This determination of the potential parameters is almost entirely copied from the section
Discussion in the original article.
The expression for the potential thus obtained (which can be consulted separately as a result, because it is also included in the module Treated results) is then used as input in A05-m5bii in order to calculate the deflection function and subsequently the theoretical differential cross section, which finally can be compared with the experimental values. In the original article, the deflection function was already presented in the Introduction, with forward pointers to the potential given in the section Discussion. In the introduction only the general shape of the deflection curve was referred to. That general shape has been presented in the modular version in the mesoscopic module Theoretical methods MESO-m3c-defl.
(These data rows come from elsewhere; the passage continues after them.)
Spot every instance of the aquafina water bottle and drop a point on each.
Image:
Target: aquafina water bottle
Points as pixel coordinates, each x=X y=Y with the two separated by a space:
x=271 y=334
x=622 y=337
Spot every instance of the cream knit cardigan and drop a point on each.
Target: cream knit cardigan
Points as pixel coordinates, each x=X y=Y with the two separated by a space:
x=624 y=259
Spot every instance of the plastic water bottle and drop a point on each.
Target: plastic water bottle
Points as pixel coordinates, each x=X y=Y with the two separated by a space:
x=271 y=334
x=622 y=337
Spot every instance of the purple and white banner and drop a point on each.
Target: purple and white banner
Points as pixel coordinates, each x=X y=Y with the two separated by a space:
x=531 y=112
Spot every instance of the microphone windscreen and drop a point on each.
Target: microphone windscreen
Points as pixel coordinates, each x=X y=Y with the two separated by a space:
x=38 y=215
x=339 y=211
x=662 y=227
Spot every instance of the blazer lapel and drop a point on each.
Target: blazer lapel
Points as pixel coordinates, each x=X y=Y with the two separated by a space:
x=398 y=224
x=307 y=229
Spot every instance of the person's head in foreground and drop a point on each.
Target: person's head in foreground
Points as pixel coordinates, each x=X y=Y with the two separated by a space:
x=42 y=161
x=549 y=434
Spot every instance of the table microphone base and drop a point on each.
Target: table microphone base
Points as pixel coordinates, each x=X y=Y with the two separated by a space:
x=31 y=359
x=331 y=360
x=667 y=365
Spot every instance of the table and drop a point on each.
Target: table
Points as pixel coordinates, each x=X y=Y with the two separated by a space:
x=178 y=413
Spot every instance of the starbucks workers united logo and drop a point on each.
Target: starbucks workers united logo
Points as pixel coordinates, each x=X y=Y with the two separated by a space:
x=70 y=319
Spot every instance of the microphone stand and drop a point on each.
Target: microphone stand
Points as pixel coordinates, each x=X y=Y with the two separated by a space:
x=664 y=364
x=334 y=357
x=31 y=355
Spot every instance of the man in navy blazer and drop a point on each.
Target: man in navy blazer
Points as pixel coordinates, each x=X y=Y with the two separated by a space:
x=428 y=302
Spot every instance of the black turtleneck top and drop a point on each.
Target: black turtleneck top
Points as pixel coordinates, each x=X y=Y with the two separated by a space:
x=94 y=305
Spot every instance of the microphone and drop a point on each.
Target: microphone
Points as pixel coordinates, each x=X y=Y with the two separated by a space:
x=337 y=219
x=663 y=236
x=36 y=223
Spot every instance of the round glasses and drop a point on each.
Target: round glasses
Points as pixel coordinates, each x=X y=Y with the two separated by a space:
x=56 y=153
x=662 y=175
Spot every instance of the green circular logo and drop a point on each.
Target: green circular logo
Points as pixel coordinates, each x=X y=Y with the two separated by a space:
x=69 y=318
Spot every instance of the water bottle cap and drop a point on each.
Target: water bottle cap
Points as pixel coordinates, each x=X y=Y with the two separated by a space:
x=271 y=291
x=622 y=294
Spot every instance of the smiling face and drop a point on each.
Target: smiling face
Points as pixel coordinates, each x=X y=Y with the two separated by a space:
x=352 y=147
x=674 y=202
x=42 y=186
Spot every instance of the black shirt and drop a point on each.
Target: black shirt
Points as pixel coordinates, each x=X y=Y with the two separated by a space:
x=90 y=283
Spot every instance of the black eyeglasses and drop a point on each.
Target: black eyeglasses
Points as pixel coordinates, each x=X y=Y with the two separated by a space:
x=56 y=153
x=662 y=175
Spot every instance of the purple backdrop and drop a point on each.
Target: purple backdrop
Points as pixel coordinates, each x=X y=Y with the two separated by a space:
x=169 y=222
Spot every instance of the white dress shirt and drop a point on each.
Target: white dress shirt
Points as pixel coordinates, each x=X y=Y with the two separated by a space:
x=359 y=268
In both cases, a numerical evaluation of the deflection function is used to calculate the differential
cross section, for which the method has been described in A06. In the original article A05 this was
implemented via a forward reference to an article that was ``to be published''. This untargeted forward
reference is resolved in the modular version, where an explicit link has been added in module A05-m5bii.
The resulting module
In the modular version, the details of the calculation are hidden from view. Therefore, the main lines
of reasoning can be followed more easily than in the original version. This satisfies the needs of readers
who are only interested in these main lines, and of reader who need to an overview of the reasoning as a
whole before they can understand the fully detailed account. The details can be unfolded to fulfil the
requirements of readers who do not understand or accept the outcome. In principle, these details can be
more elaborate than in the original version, because thus hidden they do not obstruct the main lines and in
an electronic environment there do not have to be `page limits'. However, in the Interpretation modules of
the examples, no additional details have been presented
The mathematical elaboration does not form an information unit that can be consulted separately and
therefore does not form a separate module.